This is one of the most famous Doonesburys, however, in large part because several papers declined to run it, which, at the time, was a relatively new concept — as was political commentary on the funny pages.
It became the title strip for a collection, so I suppose it’s not entirely obscure, but this is still inside baseball, if you’re looking to impress a generation that, as I’ve noted oftimes before, is convinced that anyone who took a student deferment during the war was a “draft dodger” and, perhaps more to the point, got chastised on Twitter yesterday for mourning the death of John Lewis instead of that other bald black guy.
And the strip Trudeau ran the next day was a cynical joke then but now could be a Final Jeopardy answer.

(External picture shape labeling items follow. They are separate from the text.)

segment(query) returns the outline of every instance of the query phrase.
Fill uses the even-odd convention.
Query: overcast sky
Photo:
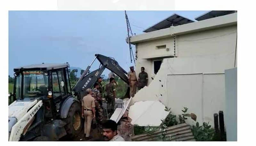
[[[195,20],[207,11],[127,11],[133,33],[175,13]],[[9,74],[15,67],[68,62],[85,69],[95,54],[114,58],[126,71],[131,63],[124,11],[9,11]],[[135,48],[134,46],[133,47]],[[134,50],[133,52],[135,52]],[[91,70],[99,67],[95,62]],[[106,69],[106,75],[109,71]]]

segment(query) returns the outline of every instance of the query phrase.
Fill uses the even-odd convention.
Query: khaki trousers
[[[93,115],[92,111],[84,111],[84,132],[85,137],[90,136],[91,126],[92,121],[93,118]]]
[[[137,88],[136,84],[137,82],[135,81],[131,81],[131,85],[130,86],[130,97],[133,97],[134,95],[136,93],[136,88]]]

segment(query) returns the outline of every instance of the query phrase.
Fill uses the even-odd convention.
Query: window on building
[[[166,49],[166,45],[160,45],[160,46],[157,46],[156,47],[157,49]]]
[[[163,59],[156,60],[152,61],[153,74],[156,74],[157,73],[159,69],[160,69],[160,66],[162,62]]]

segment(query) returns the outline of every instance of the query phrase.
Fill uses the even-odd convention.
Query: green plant
[[[186,123],[185,120],[188,119],[188,118],[186,118],[186,117],[187,117],[188,115],[188,114],[186,113],[188,109],[186,107],[183,107],[183,108],[184,110],[181,110],[181,111],[183,112],[183,114],[181,114],[182,116],[180,115],[179,115],[179,119],[181,124]]]
[[[133,132],[135,135],[143,134],[145,133],[144,127],[140,126],[137,125],[133,125]]]
[[[152,135],[158,129],[158,127],[147,126],[144,127],[144,132],[147,134]]]
[[[172,114],[172,112],[170,111],[170,110],[171,108],[168,109],[167,107],[165,107],[165,109],[164,110],[166,111],[169,111],[169,114],[168,114],[164,119],[164,121],[161,120],[162,121],[161,124],[164,124],[167,127],[176,125],[178,124],[178,122],[176,120],[176,115]]]
[[[192,126],[191,130],[196,141],[213,141],[215,131],[211,127],[211,125],[208,125],[209,123],[209,122],[208,123],[204,122],[203,125],[199,126],[199,123],[197,122],[195,126]]]

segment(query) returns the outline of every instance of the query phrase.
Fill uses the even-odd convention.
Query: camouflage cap
[[[92,89],[90,88],[88,88],[85,90],[85,92],[87,93],[89,93],[91,92],[92,92]]]

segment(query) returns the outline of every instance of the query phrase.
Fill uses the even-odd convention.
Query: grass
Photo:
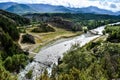
[[[53,27],[52,25],[50,26]],[[31,47],[32,52],[35,52],[35,53],[38,53],[40,49],[46,44],[54,42],[57,39],[74,37],[83,33],[82,31],[72,32],[72,31],[67,31],[65,29],[57,28],[57,27],[53,27],[55,29],[55,32],[47,32],[47,33],[31,32],[31,30],[34,28],[36,27],[26,28],[26,33],[33,35],[35,38],[36,44],[32,45],[34,47]],[[29,46],[29,44],[25,44],[23,46],[27,46],[27,45]]]

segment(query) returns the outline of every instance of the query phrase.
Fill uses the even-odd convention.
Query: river
[[[113,23],[118,24],[118,23]],[[109,25],[113,25],[109,24]],[[76,36],[69,39],[60,39],[52,44],[43,47],[38,54],[34,57],[34,61],[29,63],[24,70],[19,73],[18,80],[26,80],[25,74],[28,71],[33,70],[33,75],[31,80],[36,80],[44,69],[51,73],[51,67],[53,64],[58,64],[58,58],[62,58],[64,53],[69,51],[72,45],[80,44],[80,47],[89,43],[93,39],[100,37],[105,26],[100,26],[92,31],[97,31],[98,35],[91,34],[90,32],[84,33],[80,36]]]

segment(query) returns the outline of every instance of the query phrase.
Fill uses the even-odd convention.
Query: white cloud
[[[120,11],[120,0],[0,0],[0,2],[8,1],[19,3],[45,3],[52,5],[71,6],[76,8],[97,6],[102,9]],[[115,4],[116,8],[111,8],[111,4]]]

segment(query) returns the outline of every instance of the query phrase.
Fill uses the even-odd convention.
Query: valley
[[[0,3],[0,80],[119,78],[119,11]]]

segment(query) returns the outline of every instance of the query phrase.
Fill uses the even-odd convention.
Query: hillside
[[[7,10],[12,13],[93,13],[93,14],[107,14],[120,15],[120,12],[112,12],[111,10],[101,9],[95,6],[74,8],[65,6],[56,6],[50,4],[20,4],[14,2],[0,3],[0,9]]]
[[[11,73],[18,73],[27,64],[28,57],[17,43],[18,25],[29,24],[29,20],[0,10],[0,79],[15,80]],[[25,22],[24,22],[25,21]],[[28,22],[28,23],[26,23]],[[2,71],[1,71],[2,70]]]
[[[14,13],[10,13],[4,10],[0,9],[0,14],[4,15],[10,19],[12,19],[13,21],[15,21],[15,23],[17,25],[26,25],[26,24],[30,24],[30,20],[27,18],[23,18],[22,16],[16,15]]]
[[[101,25],[120,21],[120,16],[100,14],[72,14],[72,13],[35,13],[23,15],[32,22],[47,22],[72,31],[80,31],[83,26],[93,29]]]
[[[32,9],[30,6],[27,6],[25,4],[12,5],[11,7],[7,8],[6,11],[18,14],[37,12],[36,10]]]

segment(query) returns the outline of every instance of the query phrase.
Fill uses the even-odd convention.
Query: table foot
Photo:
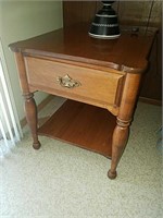
[[[109,179],[114,180],[117,177],[117,173],[116,173],[116,171],[115,172],[111,172],[111,170],[109,170],[108,171],[108,177],[109,177]]]
[[[33,143],[34,149],[39,149],[40,146],[41,146],[40,142],[38,142],[38,143]]]

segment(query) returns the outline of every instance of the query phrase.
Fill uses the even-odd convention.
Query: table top
[[[88,35],[89,26],[79,24],[60,28],[27,40],[11,44],[14,52],[53,57],[121,70],[147,68],[147,59],[155,35],[154,28],[122,28],[117,39],[97,39]]]

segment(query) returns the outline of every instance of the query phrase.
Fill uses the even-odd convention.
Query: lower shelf
[[[68,142],[75,146],[112,156],[112,134],[116,119],[106,109],[66,100],[38,129],[39,135]]]

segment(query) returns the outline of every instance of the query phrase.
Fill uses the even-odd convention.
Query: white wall
[[[4,73],[9,73],[20,120],[24,118],[24,99],[14,56],[8,46],[11,43],[60,28],[63,23],[62,17],[62,1],[0,1],[0,37],[8,65],[8,72]],[[36,102],[39,104],[46,96],[45,93],[35,94]]]

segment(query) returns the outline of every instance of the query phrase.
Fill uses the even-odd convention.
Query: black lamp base
[[[112,9],[114,1],[102,1],[103,8],[96,14],[89,35],[100,39],[115,39],[120,37],[117,15]]]

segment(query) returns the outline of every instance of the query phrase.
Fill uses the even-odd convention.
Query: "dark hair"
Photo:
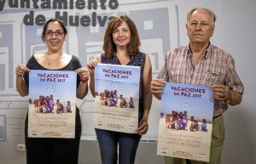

A good reminder that not everyone is totally engaged in the raging storm that is shaking our windows and rattling our walls.
Juxtaposition of Itself
(Candorville, Oct 14)
(Candorville, Oct 15)
Darrin Bell pulls off a playful pairing to which I can add no commentary except applause.
Well, except to point out that he seems reconciled to life in the on-line, rather than print, world, since it’s easier for someone to click back and compare the two than to dig out yesterday’s paper from the pile.
And I’ll applaud not just the hey-wait-what? aspect but the commentary on how our priorities and concerns change with time and age.
And now I’ll let Macanudo have the final word.
Note that I could have juxtaposed it with today’s opening strip.
Perhaps I did, and you didn’t notice.